In der aktuellen Schweizer Nati stehen mehrere Spieler (Xherdan Shaqiri, Granit Xhaka, Uran Bislimi), die ihre Wurzeln im Kosovo haben und (im Fall von Xhaka und Shaqiri) vor acht Jahren von ihrer alten Heimat heftig umworben worden sind. Auf die Frage, weshalb er damals den Verband nicht gewechselt habe, antwortete Shaqiri an einer Medienkonferenz in dieser Woche ausweichend: «Als 2016 der Verband für offizielle Spiele zugelassen wurde, hat mich das in erster Linie für das Land und die Menschen dort sehr gefreut. Es gab ja die Möglichkeit für Spieler mit Wurzeln im Kosovo, die Nationalmannschaft zu wechseln.
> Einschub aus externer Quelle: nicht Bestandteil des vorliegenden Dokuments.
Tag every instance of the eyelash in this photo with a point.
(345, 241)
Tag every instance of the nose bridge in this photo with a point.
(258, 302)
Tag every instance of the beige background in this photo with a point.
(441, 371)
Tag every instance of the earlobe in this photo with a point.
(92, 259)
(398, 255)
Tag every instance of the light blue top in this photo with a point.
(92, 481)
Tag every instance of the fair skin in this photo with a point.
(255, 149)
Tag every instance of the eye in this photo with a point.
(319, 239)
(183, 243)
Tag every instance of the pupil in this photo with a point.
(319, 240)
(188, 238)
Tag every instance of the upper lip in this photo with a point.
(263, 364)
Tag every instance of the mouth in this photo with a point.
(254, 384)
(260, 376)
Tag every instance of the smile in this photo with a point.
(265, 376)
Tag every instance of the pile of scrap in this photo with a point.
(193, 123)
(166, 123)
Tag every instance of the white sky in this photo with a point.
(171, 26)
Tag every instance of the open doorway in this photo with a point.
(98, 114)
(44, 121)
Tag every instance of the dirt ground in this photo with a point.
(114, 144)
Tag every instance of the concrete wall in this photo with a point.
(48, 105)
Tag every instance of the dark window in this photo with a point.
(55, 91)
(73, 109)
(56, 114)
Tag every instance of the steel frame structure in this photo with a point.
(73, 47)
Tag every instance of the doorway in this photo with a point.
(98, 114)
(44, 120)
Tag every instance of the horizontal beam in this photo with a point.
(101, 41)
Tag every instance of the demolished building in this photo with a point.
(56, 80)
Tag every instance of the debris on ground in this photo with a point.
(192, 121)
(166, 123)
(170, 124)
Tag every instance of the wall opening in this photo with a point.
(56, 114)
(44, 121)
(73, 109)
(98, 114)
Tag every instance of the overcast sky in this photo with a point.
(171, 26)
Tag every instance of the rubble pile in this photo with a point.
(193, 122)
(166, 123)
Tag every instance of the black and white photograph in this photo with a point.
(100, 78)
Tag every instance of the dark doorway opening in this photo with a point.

Ich war damals auch im Gespräch mit den Verantwortlichen. Aber da kam dann die EM mit der Schweiz. Und weil ich dort gespielt habe, hat sich das Thema automatisch erledigt.» Ein Treueschwur aus Überzeugung tönt anders.

Der frühere Nationaltrainer Ottmar Hitzfeld sagte einmal: «Der Jugoslawienkonflikt und die Flüchtlingsströme waren eines der prägendsten Ereignisse im europäischen Fussball der jüngeren Vergangenheit.» Damit meint er: Viele Nationalteams – allen voran die Schweiz und Schweden – profitierten in grossem Masse von der Blutauffrischung aus dem Balkan.

Doch auch das Kosovo partizipiert an der Schweizer Ausbildung.

So tragen heute sieben Spieler das kosovarische Trikot, die im Schweizer Fussball gross geworden sind: Arijanet Muric, Florent Hadergjonaj, Fidan Aliti, Kreshnik Hajrizi, Andi Hoti, Betim Fazliji und Ismajl Beka.

Man könnte fast schon sagen: Schweiz A spielt gegen Schweiz B. Oder: Kosovo A gegen Kosovo B.

Vor diesem Hintergrund kommt dem Duell grösste Brisanz zu – und ist ein emotionaler Faktor, dessen Bedeutung im Vorfeld schwer einzuschätzen ist. Möglicherweise siegt heute nicht die bessere Fussballmannschaft – sondern jene Equipe, die nervlich und emotional mit der Situation besser umgehen kann.